Gaiardoni fa l’impossibile: vince il km da fermo e a Villafranca suonano le campane
Le prime competizioni di ciclismo ai Giochi della XVII Olimpiade di Roma saranno ricordate per il susseguirsi di emozioni che ne caratterizzarono lo svolgimento. Nella tarda mattinata la prima medaglia d’oro conquistata dal quartetto azzurro formato da Bailetti, Cogliati, Fornoni e Trapè nella 100 chilometri a squadre di ciclismo; nel pomeriggio la tragica notizia della scomparsa del danese Jensen, colto da malore proprio nel corso della prova su strada, e poi, in serata, lo straordinario successo di Sante Gaiardoni sul chilometro da fermo.
Il ventunenne veneto non solo confermò la grande tradizione italiana su pista (quattro anni dopo la vittoria di Leandro Faggin a Melbourne), ma stabilì anche il nuovo record del mondo sulla distanza. Nato a Villafranca di Verona da una famiglia contadina, fin dall’infanzia si appassionò alle due ruote. Folgorato da una bicicletta esposta nel negozio del suo paese, che il padre, però, non volle comprargli (ritenendo proibitivo il prezzo di 17mila lire dell’epoca), non si perse d’animo e fece una scommessa con l’allora proprietario Aldo Faccioli: avrebbe usato la bicicletta per una gara e, in caso di vittoria, se la sarebbe tenuta senza pagargliela.Detto, fatto.
Lavorò come operaio alla Saira, sfrecciando in bicicletta per raggiungere il posto di lavoro, mentre, con la Villafranchese, prima società, iniziava la sua ascesa sportiva.

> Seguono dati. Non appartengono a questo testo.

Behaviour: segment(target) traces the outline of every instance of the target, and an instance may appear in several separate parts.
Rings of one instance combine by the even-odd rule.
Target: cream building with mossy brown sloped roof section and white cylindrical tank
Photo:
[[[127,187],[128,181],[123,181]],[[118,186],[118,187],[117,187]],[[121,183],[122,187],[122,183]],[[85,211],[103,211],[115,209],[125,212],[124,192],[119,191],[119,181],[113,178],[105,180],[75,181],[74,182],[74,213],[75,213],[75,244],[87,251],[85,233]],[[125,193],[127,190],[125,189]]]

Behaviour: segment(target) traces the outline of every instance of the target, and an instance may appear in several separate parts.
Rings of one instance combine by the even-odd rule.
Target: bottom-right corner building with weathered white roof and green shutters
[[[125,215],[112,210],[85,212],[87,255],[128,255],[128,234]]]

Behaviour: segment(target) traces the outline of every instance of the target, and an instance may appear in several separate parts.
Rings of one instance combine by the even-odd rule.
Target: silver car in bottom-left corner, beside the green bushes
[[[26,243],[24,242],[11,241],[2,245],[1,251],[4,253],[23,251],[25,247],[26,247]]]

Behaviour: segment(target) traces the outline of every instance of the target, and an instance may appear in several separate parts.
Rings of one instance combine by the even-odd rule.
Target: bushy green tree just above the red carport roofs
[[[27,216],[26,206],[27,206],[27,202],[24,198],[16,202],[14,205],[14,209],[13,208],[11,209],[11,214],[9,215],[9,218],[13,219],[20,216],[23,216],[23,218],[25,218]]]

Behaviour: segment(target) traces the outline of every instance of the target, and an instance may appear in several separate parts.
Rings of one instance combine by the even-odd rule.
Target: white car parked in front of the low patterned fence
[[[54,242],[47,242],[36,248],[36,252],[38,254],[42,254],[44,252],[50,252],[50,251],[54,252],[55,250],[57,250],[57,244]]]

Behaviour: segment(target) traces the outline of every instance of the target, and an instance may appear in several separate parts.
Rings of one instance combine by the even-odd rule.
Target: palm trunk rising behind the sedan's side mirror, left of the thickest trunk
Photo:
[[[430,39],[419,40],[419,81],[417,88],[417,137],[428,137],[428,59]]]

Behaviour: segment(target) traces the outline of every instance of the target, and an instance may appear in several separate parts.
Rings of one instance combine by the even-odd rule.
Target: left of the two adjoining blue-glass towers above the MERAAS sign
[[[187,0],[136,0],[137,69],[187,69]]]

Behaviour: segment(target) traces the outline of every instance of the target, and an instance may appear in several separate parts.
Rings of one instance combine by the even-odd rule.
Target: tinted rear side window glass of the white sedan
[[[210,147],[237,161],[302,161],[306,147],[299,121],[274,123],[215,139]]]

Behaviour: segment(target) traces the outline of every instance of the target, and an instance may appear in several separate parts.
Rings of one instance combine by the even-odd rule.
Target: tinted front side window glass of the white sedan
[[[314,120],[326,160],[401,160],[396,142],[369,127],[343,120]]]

Si trasferì giovanissimo a Milano con la famiglia, proprio in zona Sempione, a due passi dal mitico Vigorelli, cedendo al corteggiamento del commendator Dino Cappellaro, un commerciante di pietre preziose, presidente della gloriosa società milanese dell’Azzini, che lo convinse a vestire la maglia blu-nera della propria squadra.
Gaiardoni era un atleta eccezionale, dalla forza fisica dirompente, che affinò la sua preparazione tra lo storico impianto di via Arona e i lunghi collegiali di preparazione alle Frattocchie, nel Comune di Marino, ad una ventina di chilometri da Roma. La sede era un pensionato gestito dalle suore, dal quale ci si permetteva qualche fuga serale, per sfuggire dalla routine ed immergersi nella dolce vita romana. Sante, detto Gianni per gli amici, al ritorno dagli allenamenti, di nascosto dal C.T. Costa, si mangiava un panino sorseggiando un bicchiere di vino, che una suora gli faceva trovare come una sorta di antipasto.
La squadra italiana di ciclismo alla vigilia era una delle favorite, ma Gaiardoni era considerato un outsider, erano altri gli azzurri favoriti. La sera del 26 agosto del 1960, al Velodromo Olimpico costruito nel quadrante sud-orientale dell’EUR, c’era grande fermento per la gara. La pista era scivolosa a causa dell’umidità di una giornata torrida e i venticinque partecipanti, uno per nazione, erano pronti ad immergersi nell’ovale per coronare il loro sogno olimpico. Gaiardoni - reduce anche dalle batterie della prova di velocità, che aveva superato brillantemente nel corso della giornata - attendeva con ansia il proprio turno. Il tedesco Dieter Gieseler fece registrare un gran tempo (1’08”75), dando l’impressione di aver messo una seria ipoteca sulla vittoria finale.
Fu così la volta di Gaiardoni, ma le cose si misero subito male. Il giudice di gara si scontrò con il tecnico italiano, discutendo sulle modalità di partenza, che poi penalizzarono il pistard azzurro. L’avvio fu disastroso. La gara sembrava compromessa, ma proprio in quel momento Gaiardoni iniziò una progressione incredibile, concludendo la sua prova con il tempo eccezionale di 1’07”27. Un trionfo che fece esplodere gli spalti gremiti da oltre 17.000 spettatori, che non si stancavano di applaudire il nuovo campione olimpico nel giro d’onore. Gieseler si dovette accontentare della medaglia d’argento, seguito dal sovietico Rostislav Vargashkin (1’08”86).
Nel frattempo, a Villafranca, un gruppo di appassionati chiese all’allora sindaco, Arnaldo Brunetto, di salire sulla Torre del Castello Scaligero per festeggiare. Il primo cittadino, a quel punto, consegnò loro le chiavi e i tifosi con il tricolore ed alcuni cartelli salirono in cima per celebrare il successo del loro concittadino. Quel ragazzo di campagna diventato “orgoglio della Nazione”.